Cross-sectional computed tomography (CT) image showing extensive heterotopic ossification (HO) of the right lower extremity.
Fig 6.
MolecuLight image showing red fluorescence consistent with S. aureus (white arrow), cyan fluorescence consistent with P. aeruginosa (blue arrow), and punctate areas of fluorescence (yellow arrow) consistent with palpable calcifications.
Fig 7.
Significant decrease in wound size in patient 2 after treatment with antibiotics, steroids, and radiofrequency ablation.
Patient 3
A 63-year-old woman presented with a history of a venous leg ulcer of >1 year’s duration with a concomitant diabetic foot ulcer (Fig 8). She had a history of hypertension, hyperlipidemia, osteoarthritis, anemia, neuropathy, and obesity. Her surgical history included sclerotherapy of the left lower extremity. Her pain score was 10 of 10 on a numeric rating scale for pain assessment. Her physical examination demonstrated intact pulses with palpable nodules to the peri-wound of the leg ulcer. Prior venography revealed perforator vessels feeding into the ulcer, and reflux studies had demonstrated significant venous reflux of the great saphenous vein, and she had undergone sclerotherapy. Fluorescent imaging demonstrated calcifications to the peri-wound and the presence of S. aureus and P. aeruginosa (Fig 9). Culture noted findings consistent with S. aureus and P. aeruginosa, and the patient was appropriately treated with antibiotics. Plain radiographs of the right lower extremity demonstrated soft tissue calcifications with a calcified venous thrombus (Fig 10). Atherosclerotic calcifications were also noted. A follow-up CT scan revealed extensive bilateral calcifications in the dermis and subcutaneous tissue of both lower extremities, and atherosclerosis of the femoral and popliteal arteries without significant arterial stenosis. The patient's pain was managed, and local wound hygiene with excisional and mechanical debridement was performed. Pathologic examination of the biopsy of the calcification revealed findings consistent with HO and inflammation consistent with acute osteomyelitis. The patient was noncompliant to compression therapy, and her wound healing has been poor.
Fig 8.
Plain photograph of chronic venous stasis ulcer in a 63-year-old woman.
Fig 9.
MolecuLight image showing red fluorescence consistent with S. aureus (white arrow), cyan fluorescence consistent with P. aeruginosa (blue arrow), and punctate areas of fluorescence (yellow arrow) consistent with palpable calcifications.
Fig 10.
Plain radiograph showing long segments of calcifications in the affected extremity.
Discussion
Classically, HO presents in a young adult, usually male, with a history of trauma or orthopedic surgery.6 However, our patients were predominantly postmenopausal women with chronic venous insufficiency and no reported history of trauma. Concomitant autoimmune disorders such as rheumatoid arthritis, CREST (calcinosis, Raynaud's phenomenon, esophageal dysfunction, sclerodactyly, telangiectasia) syndrome, dermatomyositis, and lupus have been reported in association with nontraumatic HO.6 Comorbidities such as hypertension, hyperlipidemia, diabetes, obesity, and anemia are also reported and were also prevalent in our patients.

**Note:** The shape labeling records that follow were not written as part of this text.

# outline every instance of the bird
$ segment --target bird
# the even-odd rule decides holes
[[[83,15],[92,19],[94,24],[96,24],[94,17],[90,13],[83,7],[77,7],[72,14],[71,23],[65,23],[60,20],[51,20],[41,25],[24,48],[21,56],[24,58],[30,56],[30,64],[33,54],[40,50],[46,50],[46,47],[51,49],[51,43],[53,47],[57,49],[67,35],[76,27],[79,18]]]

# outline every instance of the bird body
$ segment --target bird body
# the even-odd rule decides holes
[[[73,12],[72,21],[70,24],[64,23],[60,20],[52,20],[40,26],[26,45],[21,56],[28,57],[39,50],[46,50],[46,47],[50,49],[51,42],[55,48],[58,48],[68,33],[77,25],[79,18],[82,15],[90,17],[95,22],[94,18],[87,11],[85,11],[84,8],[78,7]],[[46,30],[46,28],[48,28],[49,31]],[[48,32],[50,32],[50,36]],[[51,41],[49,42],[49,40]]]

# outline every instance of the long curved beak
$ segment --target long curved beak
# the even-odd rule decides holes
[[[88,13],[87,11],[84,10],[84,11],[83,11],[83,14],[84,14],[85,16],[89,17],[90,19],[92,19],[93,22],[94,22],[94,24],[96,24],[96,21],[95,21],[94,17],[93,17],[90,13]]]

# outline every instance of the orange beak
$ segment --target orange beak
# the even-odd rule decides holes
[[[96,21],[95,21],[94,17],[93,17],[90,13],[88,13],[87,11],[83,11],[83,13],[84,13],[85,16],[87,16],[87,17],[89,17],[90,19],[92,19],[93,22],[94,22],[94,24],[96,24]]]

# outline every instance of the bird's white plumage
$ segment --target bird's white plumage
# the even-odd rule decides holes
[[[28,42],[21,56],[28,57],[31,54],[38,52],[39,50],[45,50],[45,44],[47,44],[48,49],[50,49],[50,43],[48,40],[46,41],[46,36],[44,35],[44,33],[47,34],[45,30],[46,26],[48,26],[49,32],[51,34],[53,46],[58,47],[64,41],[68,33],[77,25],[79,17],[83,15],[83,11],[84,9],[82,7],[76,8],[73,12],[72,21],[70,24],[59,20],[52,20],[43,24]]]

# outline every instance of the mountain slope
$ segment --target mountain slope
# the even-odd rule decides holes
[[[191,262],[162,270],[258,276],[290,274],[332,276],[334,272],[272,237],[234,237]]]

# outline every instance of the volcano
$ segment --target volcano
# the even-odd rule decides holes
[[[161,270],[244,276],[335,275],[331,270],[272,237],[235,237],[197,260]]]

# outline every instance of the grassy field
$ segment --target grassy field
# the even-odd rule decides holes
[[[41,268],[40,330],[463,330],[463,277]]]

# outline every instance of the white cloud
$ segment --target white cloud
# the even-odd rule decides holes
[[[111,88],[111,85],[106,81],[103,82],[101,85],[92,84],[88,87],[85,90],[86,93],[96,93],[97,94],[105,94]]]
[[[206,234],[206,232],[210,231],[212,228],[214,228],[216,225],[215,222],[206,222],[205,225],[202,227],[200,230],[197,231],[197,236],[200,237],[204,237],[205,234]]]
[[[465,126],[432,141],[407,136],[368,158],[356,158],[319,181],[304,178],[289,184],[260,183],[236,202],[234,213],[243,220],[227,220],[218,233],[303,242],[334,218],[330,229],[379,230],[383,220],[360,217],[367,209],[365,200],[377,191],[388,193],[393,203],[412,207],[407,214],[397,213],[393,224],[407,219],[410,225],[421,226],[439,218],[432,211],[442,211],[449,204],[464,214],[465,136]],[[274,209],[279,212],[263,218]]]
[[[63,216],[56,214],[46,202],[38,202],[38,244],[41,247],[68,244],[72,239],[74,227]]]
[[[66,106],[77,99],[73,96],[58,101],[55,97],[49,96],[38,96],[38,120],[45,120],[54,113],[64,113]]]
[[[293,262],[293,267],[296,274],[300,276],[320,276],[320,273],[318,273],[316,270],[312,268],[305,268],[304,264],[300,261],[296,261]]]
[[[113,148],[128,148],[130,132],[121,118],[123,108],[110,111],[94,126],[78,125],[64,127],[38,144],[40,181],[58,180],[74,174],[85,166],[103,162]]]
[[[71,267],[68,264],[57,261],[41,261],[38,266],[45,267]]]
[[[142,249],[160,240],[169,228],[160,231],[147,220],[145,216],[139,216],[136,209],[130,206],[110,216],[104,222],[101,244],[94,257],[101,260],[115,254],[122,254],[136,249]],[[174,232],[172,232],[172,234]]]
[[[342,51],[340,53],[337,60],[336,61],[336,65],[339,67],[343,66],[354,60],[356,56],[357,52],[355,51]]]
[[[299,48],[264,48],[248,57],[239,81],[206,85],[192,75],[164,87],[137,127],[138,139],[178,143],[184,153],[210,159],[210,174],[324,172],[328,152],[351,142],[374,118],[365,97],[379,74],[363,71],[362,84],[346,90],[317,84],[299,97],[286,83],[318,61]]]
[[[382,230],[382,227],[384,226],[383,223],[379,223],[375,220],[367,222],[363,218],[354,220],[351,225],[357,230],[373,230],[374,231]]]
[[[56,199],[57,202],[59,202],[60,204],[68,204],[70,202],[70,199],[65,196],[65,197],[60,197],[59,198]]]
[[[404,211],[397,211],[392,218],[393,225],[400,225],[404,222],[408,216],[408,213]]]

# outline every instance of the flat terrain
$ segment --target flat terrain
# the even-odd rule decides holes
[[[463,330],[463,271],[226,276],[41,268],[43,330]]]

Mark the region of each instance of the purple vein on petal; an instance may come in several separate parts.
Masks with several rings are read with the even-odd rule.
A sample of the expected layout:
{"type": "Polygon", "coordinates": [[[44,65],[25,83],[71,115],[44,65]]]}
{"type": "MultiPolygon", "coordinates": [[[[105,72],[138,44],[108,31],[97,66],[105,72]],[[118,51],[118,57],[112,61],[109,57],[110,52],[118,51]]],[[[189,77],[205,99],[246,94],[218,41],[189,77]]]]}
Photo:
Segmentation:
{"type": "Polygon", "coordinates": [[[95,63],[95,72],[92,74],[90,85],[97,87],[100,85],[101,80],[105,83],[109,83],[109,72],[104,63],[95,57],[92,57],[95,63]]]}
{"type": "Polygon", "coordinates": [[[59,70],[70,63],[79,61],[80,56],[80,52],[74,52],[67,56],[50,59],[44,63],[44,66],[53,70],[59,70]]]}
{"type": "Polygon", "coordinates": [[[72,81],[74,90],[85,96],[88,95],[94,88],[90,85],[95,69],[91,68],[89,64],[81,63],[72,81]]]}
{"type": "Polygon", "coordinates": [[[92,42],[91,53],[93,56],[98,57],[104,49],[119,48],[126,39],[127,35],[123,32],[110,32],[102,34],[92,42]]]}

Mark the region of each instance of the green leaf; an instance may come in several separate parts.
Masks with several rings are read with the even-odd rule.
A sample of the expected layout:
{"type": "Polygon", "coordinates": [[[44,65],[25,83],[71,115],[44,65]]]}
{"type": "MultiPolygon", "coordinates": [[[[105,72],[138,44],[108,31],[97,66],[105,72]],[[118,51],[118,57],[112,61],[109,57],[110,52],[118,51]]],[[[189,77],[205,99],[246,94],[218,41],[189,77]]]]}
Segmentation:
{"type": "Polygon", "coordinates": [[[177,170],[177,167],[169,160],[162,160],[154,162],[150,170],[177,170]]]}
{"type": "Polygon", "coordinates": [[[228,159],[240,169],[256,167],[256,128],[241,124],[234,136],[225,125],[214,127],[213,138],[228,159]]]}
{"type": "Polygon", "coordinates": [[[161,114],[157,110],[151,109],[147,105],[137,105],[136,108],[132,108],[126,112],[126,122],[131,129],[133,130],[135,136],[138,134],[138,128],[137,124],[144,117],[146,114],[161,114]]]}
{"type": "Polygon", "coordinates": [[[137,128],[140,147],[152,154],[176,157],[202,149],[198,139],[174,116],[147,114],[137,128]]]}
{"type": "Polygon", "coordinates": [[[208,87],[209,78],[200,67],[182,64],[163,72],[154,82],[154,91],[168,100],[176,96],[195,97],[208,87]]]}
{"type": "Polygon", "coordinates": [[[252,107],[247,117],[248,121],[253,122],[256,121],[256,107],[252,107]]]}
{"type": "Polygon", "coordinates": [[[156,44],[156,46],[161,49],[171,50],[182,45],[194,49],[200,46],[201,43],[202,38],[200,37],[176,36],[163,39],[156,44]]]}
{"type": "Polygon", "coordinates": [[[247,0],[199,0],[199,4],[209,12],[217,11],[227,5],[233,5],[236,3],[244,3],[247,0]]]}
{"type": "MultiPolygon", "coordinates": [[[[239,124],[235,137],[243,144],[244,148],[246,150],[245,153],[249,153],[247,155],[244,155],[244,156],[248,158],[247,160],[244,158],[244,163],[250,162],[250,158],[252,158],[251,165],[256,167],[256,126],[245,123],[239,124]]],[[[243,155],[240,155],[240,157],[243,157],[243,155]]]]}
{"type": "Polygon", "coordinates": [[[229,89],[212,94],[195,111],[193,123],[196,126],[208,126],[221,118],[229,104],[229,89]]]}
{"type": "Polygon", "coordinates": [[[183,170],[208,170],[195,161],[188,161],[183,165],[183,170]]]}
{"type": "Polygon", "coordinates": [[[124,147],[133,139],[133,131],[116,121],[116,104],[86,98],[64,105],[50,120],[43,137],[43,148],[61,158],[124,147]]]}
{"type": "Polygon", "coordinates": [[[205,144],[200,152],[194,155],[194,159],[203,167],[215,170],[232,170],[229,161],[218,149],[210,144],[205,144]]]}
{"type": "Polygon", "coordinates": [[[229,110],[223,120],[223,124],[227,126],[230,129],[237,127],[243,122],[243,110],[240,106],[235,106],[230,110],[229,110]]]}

A total of eight case reports were reviewed after a search of the PubMed and MEDLINE databases. Of these, one report noted a history of trauma or burns for the affected patients, and a second reported a history of tibial fracture in the affected leg.1 The remaining patients had no reported trauma. Several reports noted pathologic findings consistent with heterotopic bone formation.15,16 All eight reports noted various imaging modalities used in conjunction with the clinical examination, including radiography and CT.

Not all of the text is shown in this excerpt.